On Fri 30 Aug 2013 05:10:42 PM CST, 高健 wrote:
> Hello:
>
> I have done the following experiment to test :
>
> PG's activity when dealing with data which is bigger in size than
> total memory of the whole os system.
>
> The result is:
> PG says:
> ----------------------------
> WARNING: terminating connection because of crash of another server
> process
> DETAIL: The postmaster has commanded this server process to roll back
> the current transaction and exit, because another server process
> exited abnormally and possibly corrupted shared memory.

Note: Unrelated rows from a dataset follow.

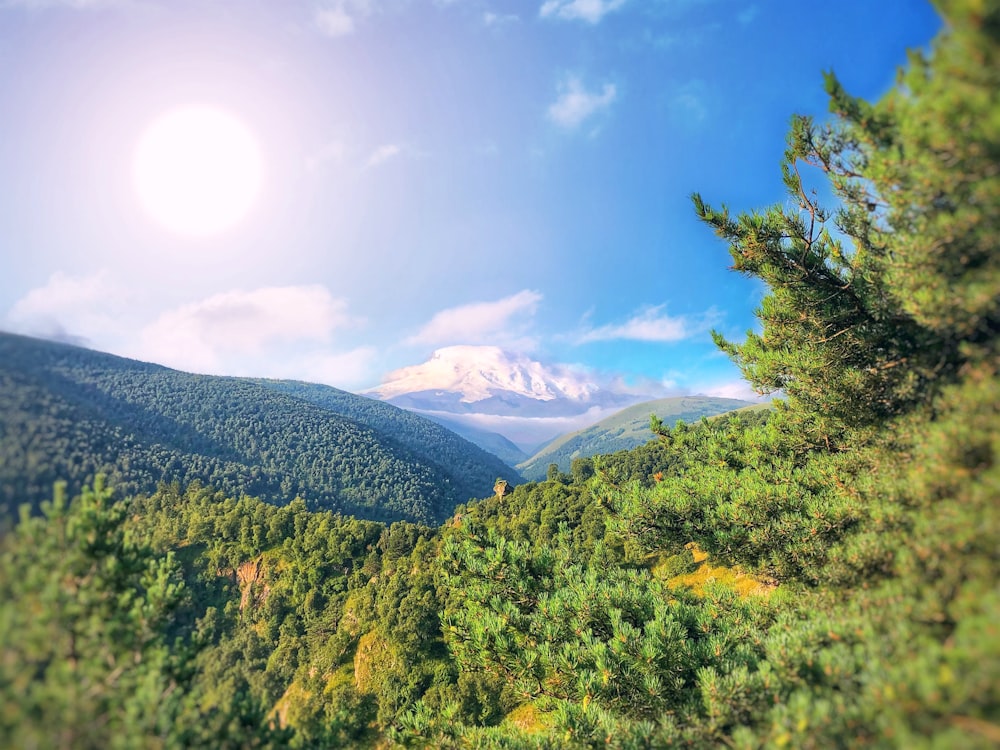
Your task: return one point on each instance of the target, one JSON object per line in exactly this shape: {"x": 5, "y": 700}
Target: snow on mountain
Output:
{"x": 489, "y": 389}
{"x": 477, "y": 373}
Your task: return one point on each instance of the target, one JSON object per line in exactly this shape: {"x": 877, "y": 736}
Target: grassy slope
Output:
{"x": 622, "y": 430}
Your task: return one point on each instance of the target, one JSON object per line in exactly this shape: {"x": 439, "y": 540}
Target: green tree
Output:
{"x": 86, "y": 658}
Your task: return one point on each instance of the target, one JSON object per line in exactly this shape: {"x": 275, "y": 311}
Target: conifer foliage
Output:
{"x": 822, "y": 574}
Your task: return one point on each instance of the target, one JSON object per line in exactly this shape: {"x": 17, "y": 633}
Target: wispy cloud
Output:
{"x": 499, "y": 19}
{"x": 575, "y": 104}
{"x": 74, "y": 309}
{"x": 740, "y": 389}
{"x": 591, "y": 11}
{"x": 72, "y": 4}
{"x": 651, "y": 324}
{"x": 209, "y": 335}
{"x": 383, "y": 154}
{"x": 336, "y": 18}
{"x": 333, "y": 151}
{"x": 748, "y": 14}
{"x": 689, "y": 103}
{"x": 500, "y": 323}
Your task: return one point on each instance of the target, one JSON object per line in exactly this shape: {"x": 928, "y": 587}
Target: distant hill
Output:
{"x": 68, "y": 412}
{"x": 625, "y": 429}
{"x": 489, "y": 390}
{"x": 491, "y": 442}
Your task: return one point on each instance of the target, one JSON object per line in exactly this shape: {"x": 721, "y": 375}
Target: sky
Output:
{"x": 396, "y": 176}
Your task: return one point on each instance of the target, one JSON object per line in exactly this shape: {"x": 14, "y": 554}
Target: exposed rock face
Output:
{"x": 254, "y": 590}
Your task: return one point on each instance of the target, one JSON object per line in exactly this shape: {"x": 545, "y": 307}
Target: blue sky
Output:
{"x": 471, "y": 172}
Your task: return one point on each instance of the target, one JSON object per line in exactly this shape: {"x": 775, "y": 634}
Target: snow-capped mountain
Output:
{"x": 488, "y": 388}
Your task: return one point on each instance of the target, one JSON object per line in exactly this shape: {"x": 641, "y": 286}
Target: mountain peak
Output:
{"x": 478, "y": 373}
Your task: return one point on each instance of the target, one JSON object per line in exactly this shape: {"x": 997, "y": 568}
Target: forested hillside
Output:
{"x": 819, "y": 575}
{"x": 68, "y": 413}
{"x": 625, "y": 429}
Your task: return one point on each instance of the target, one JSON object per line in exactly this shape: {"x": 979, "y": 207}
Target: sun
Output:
{"x": 197, "y": 170}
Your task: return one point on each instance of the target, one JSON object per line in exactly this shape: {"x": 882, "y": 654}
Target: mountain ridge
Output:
{"x": 622, "y": 430}
{"x": 77, "y": 412}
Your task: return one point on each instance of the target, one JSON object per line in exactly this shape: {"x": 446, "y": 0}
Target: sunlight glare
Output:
{"x": 197, "y": 170}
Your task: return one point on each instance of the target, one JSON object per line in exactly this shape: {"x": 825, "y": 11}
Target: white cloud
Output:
{"x": 689, "y": 103}
{"x": 482, "y": 322}
{"x": 740, "y": 389}
{"x": 575, "y": 104}
{"x": 499, "y": 19}
{"x": 383, "y": 154}
{"x": 77, "y": 309}
{"x": 591, "y": 11}
{"x": 336, "y": 18}
{"x": 72, "y": 4}
{"x": 651, "y": 324}
{"x": 329, "y": 152}
{"x": 214, "y": 334}
{"x": 747, "y": 15}
{"x": 350, "y": 369}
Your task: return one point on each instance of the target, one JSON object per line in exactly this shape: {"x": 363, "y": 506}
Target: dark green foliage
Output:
{"x": 70, "y": 413}
{"x": 576, "y": 612}
{"x": 622, "y": 431}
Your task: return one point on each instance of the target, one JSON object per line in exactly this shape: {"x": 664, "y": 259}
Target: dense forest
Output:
{"x": 822, "y": 574}
{"x": 70, "y": 413}
{"x": 628, "y": 428}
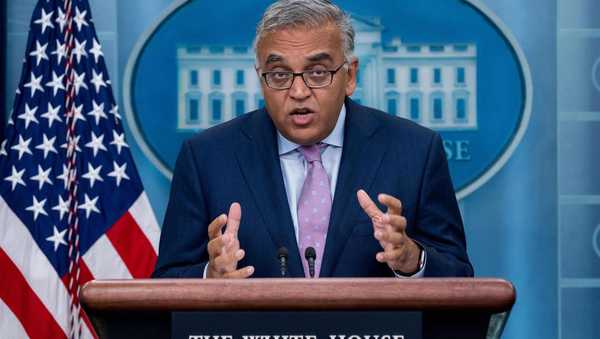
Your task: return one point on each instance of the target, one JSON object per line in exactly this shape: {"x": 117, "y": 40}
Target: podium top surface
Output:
{"x": 494, "y": 295}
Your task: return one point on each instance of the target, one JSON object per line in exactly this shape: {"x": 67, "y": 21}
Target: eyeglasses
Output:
{"x": 314, "y": 78}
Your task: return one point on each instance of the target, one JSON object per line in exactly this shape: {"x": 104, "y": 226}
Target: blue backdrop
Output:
{"x": 535, "y": 222}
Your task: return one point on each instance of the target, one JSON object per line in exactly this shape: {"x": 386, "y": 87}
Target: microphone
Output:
{"x": 282, "y": 256}
{"x": 310, "y": 256}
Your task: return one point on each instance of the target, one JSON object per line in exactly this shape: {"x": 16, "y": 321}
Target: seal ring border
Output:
{"x": 497, "y": 165}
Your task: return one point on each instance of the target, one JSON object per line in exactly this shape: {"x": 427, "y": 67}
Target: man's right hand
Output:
{"x": 224, "y": 250}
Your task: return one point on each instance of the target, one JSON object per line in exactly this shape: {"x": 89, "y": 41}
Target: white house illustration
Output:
{"x": 432, "y": 84}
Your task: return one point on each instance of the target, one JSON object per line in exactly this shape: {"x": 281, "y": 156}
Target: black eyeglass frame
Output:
{"x": 301, "y": 75}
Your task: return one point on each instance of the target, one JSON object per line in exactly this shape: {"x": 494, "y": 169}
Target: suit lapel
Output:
{"x": 362, "y": 154}
{"x": 258, "y": 159}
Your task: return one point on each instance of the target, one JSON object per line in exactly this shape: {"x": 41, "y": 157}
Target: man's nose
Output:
{"x": 299, "y": 90}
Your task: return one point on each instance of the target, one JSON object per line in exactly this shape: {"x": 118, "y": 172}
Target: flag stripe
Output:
{"x": 133, "y": 246}
{"x": 144, "y": 217}
{"x": 25, "y": 304}
{"x": 42, "y": 279}
{"x": 104, "y": 261}
{"x": 10, "y": 325}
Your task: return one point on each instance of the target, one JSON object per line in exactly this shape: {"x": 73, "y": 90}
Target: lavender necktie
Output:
{"x": 314, "y": 206}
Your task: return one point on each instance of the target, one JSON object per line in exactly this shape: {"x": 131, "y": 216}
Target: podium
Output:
{"x": 159, "y": 308}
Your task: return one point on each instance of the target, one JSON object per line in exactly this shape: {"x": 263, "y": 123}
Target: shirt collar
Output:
{"x": 335, "y": 138}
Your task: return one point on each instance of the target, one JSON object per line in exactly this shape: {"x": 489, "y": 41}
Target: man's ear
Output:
{"x": 352, "y": 72}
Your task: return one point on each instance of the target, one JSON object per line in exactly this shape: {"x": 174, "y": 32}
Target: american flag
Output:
{"x": 72, "y": 206}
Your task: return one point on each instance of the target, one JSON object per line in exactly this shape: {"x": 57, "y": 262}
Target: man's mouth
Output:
{"x": 301, "y": 111}
{"x": 302, "y": 116}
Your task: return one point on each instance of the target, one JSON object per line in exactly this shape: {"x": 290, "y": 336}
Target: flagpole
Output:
{"x": 73, "y": 220}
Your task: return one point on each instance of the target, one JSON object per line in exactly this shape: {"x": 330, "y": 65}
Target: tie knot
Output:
{"x": 312, "y": 153}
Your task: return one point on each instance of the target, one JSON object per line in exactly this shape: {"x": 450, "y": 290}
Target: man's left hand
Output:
{"x": 400, "y": 252}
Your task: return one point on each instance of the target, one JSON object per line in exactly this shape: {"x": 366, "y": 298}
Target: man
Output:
{"x": 300, "y": 173}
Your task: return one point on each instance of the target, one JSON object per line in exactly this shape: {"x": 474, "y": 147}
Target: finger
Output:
{"x": 368, "y": 205}
{"x": 215, "y": 227}
{"x": 395, "y": 221}
{"x": 233, "y": 219}
{"x": 394, "y": 255}
{"x": 396, "y": 239}
{"x": 242, "y": 273}
{"x": 219, "y": 245}
{"x": 227, "y": 261}
{"x": 393, "y": 204}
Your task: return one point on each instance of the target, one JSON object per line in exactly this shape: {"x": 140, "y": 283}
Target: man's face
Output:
{"x": 303, "y": 115}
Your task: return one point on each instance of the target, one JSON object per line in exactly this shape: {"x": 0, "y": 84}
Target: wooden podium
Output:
{"x": 450, "y": 308}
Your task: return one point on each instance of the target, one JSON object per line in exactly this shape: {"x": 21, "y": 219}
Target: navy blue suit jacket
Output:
{"x": 238, "y": 161}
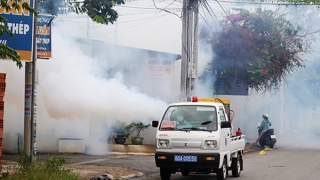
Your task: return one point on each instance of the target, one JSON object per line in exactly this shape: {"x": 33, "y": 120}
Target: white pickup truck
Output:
{"x": 196, "y": 137}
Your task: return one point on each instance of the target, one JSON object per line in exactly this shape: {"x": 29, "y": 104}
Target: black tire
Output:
{"x": 271, "y": 145}
{"x": 222, "y": 172}
{"x": 165, "y": 174}
{"x": 236, "y": 166}
{"x": 262, "y": 143}
{"x": 185, "y": 172}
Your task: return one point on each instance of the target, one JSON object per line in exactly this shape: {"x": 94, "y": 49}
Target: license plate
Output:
{"x": 178, "y": 158}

> HINT: In a moment you should be able to reconnect to the database and
> repeat your command.
> The connection to the server was lost. Attempting reset: Failed.
> !>
> -----------------------------
>
> In log, I can see the following:
> LOG: background writer process (PID 3221) was terminated by signal 9:
> Killed
>
> But why it need to kill the bgwriter ?
> And that PG will use as much resource as it can to finish a sql dml ,
> till it used almost all the resource and then crash?
>
> I used the default checkpoint_segments(3) and shard_buffers(32MB)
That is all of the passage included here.